Originally, customers self-selected to sign up for Prime because they knew they’d buy enough earn back the annual fee in saved shipping costs, Santos says. “This led to statistics saying that Prime members bought much more often than non-Prime members,” he says, but in reality that data is biased, since customers who bought more were the ones who tended to sign up so they’d save on shipping. “Knowing this, it’s not likely that Prime members getting Prime because of streaming will increase their buying a lot—but they might increase it some,” he says.

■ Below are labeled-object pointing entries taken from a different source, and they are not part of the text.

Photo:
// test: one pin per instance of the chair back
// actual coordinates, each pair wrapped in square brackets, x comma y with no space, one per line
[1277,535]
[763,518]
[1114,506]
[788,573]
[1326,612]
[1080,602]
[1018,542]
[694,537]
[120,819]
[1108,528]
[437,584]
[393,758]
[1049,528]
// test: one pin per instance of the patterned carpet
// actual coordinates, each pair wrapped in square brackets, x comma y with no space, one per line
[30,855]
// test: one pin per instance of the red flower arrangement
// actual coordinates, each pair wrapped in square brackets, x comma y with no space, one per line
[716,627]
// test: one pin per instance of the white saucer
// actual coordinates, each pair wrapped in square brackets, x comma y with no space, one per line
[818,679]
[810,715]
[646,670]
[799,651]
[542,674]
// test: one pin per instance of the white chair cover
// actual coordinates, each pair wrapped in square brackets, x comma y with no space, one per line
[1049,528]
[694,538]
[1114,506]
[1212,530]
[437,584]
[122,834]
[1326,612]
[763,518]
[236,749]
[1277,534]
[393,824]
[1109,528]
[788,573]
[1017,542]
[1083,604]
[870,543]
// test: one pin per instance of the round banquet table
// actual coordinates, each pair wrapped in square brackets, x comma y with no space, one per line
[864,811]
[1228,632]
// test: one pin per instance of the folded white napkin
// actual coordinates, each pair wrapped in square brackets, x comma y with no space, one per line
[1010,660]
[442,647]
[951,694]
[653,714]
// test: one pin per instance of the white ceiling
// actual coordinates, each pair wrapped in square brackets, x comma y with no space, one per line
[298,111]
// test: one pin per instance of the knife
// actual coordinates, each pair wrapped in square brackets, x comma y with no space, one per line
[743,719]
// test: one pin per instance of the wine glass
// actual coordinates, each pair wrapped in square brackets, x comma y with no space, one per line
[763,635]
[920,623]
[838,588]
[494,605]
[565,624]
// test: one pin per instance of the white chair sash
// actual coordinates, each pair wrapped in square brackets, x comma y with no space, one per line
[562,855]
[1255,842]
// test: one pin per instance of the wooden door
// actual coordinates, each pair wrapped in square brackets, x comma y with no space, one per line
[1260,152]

With the retailer’s history of aggressive pricing, including adding Instant Video as a free service with Prime membership, he isn’t convinced that it will pick up enough new Prime members to justify the cost of producing original content.
“If we know Amazon, I’d say that at some point it will try to compete harder on price, even accepting more losses,” he says. “The most probable result at this point, however, is for [original content] to produce losses for the whole company.”
Rayburn of Frost & Sullivan disagrees. He says that Amazon can potentially make up for some production losses in other parts of its business, not just through extra shopping from Prime members. For example, Amazon has more ways to make money on the same digital content than Netflix. It not only offers TV shows and movies via instant streaming and as rentals, like Netflix, but Amazon customers can purchase hard copies or downloads of many titles, too. Additionally, Amazon sells hardware used to stream Internet videos, such as computers or gaming systems, including its own line of Kindle tablets. The retailer also hosts its digital library on its own network of servers, Amazon Web Services, thereby reducing the costs of offering that content to customers compared to what Netflix pays for hosting its library on the same network.
“Amazon is the winner in the long run because they own many parts of the industry,” Rayburn says. Those parts may be the technology and content related to Amazon Instant Video, or they may be among the retailer’s many other business offerings, such as general merchandise or marketplace sales, he says. “Amazon has tons of business models. Netflix has one.”